TruncatedGaussianSmoothedSquare

class iqm.models.playlist.waveforms.TruncatedGaussianSmoothedSquare(n_samples, full_width, rise_time, center_offset=0.0)

Bases: Waveform

Convolution of a square pulse and a gaussian pulse, offset and truncated so that it has finite support.

One can think of it as a square pulse smoothed with a gaussian one, or vice versa. The decaying tails are removed by offsetting, truncating, and then rescaling the pulse slightly, so that the resulting waveform is zero where the original waveform reaches the threshold level, and beyond, while still reaching the same maximal pulse amplitude.
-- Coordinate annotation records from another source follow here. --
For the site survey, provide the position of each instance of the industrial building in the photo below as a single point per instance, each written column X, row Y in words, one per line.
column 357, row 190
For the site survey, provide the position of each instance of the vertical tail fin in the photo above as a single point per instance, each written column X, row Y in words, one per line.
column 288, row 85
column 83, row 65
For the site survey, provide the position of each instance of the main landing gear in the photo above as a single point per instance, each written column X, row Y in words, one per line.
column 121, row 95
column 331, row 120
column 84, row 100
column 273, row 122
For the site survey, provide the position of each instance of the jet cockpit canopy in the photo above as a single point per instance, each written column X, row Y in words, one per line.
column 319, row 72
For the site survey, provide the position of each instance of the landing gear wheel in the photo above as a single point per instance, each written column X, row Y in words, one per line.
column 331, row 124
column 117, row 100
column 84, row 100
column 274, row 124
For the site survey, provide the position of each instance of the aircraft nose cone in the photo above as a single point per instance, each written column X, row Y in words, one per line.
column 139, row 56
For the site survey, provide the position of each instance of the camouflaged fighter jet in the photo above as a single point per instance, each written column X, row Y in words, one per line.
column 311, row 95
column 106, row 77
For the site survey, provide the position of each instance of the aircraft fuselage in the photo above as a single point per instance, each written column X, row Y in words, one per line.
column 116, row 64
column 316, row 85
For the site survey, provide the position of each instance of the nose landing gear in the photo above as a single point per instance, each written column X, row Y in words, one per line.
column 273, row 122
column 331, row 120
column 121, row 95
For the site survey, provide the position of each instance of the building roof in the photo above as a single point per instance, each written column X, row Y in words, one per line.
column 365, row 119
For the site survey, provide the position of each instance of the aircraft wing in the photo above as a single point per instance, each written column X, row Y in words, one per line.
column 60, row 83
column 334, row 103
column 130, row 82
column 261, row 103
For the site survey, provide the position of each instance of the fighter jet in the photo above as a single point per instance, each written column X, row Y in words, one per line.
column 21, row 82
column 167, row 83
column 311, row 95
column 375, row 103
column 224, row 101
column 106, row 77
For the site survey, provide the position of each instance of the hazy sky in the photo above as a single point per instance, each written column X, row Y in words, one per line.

Currently, the threshold is fixed at \(g_0 = 0.003\).

\[g(t) = \frac{1}{2} \left[ \text{erf}\left(\frac{t - (c - w / 2)}{\sqrt{2 \sigma^2}}\right) - \text{erf}\left(\frac{t - (c + w / 2)}{\sqrt{2 \sigma^2}}\right) \right],\]
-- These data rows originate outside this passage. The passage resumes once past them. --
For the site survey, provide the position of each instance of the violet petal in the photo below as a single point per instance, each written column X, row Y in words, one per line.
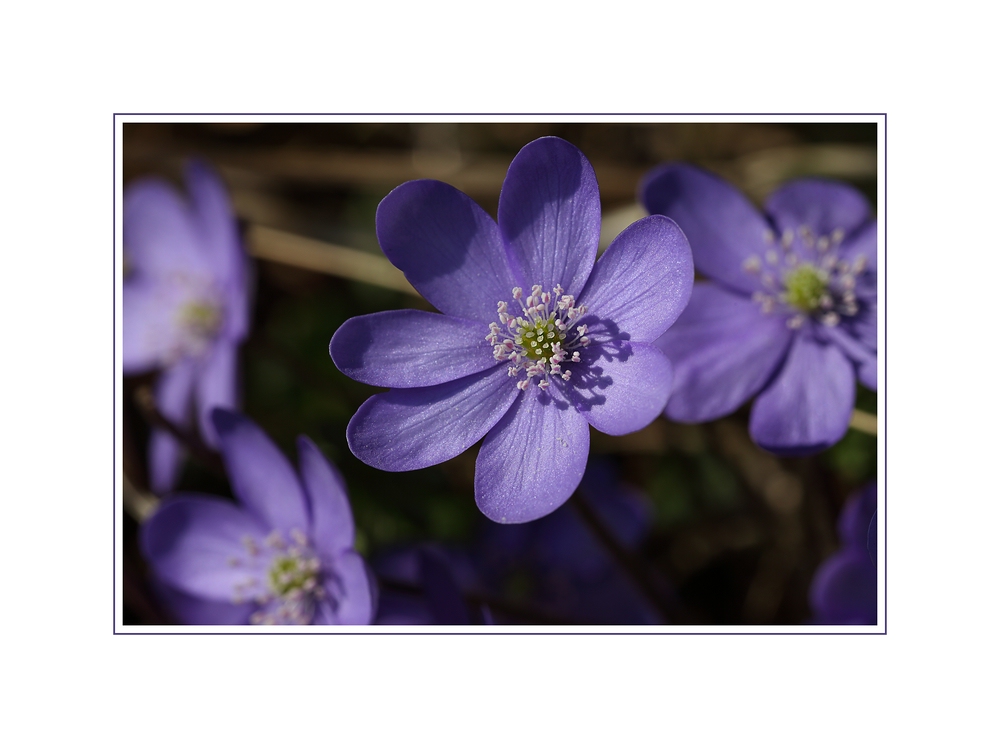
column 808, row 405
column 332, row 522
column 157, row 232
column 191, row 540
column 625, row 390
column 723, row 226
column 261, row 476
column 408, row 429
column 173, row 394
column 643, row 281
column 532, row 460
column 410, row 348
column 216, row 386
column 723, row 351
column 822, row 205
column 550, row 215
column 352, row 589
column 447, row 246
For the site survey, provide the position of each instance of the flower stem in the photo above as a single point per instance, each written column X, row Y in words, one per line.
column 653, row 589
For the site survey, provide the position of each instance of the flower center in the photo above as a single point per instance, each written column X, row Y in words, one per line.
column 805, row 287
column 805, row 277
column 285, row 579
column 542, row 339
column 201, row 319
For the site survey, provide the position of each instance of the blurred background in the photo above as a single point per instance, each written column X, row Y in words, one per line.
column 721, row 532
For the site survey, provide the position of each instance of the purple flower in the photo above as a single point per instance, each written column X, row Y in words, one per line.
column 536, row 342
column 185, row 303
column 845, row 587
column 789, row 313
column 559, row 564
column 283, row 556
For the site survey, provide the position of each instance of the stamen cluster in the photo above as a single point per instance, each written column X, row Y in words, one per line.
column 200, row 321
column 291, row 585
column 542, row 339
column 806, row 279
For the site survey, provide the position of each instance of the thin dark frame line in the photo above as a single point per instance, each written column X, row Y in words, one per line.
column 486, row 630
where \(\text{erf}\) is the error function, \(c\) is center_offset, \(w\) is the square width, and \(\sigma\) is the gaussian standard deviation.

We set

• \(w :=\) full_width - rise_time

• \(\sigma :=\) rise_time \(/ (\sqrt{8} \: \text{erf}^{-1}(1 - 2 g_0))\)

The cutoff time \(t_c = c - w / 2 -\) rise_time \(/ 2\) marks the start of the rising segment. The waveform after offsetting, truncating and rescaling is given by

\[f(t) = \text{max}(g(t) - g_0, 0) / (1 - g_0).\]

where \(g_0\) is the threshold level for the truncation. We have \(f(t_c) \approx 0\), and the approximation is good if \(g_0 < 0.1\).

The values of the waveform are in \([0, 1]\).

Parameters:

• full_width (float) – Duration of the support of the pulse, from start of the rising to the end of the falling segment.

• rise_time (float) – Duration of the rising and falling segments.

• center_offset (float) – The waveform is centered at this offset from the midpoint of the sampling window.

• n_samples (int)

Module: iqm.models.playlist.waveforms

Attributes

center_offset
full_width
rise_time
n_samples	Requested number of samples for the waveform.

Methods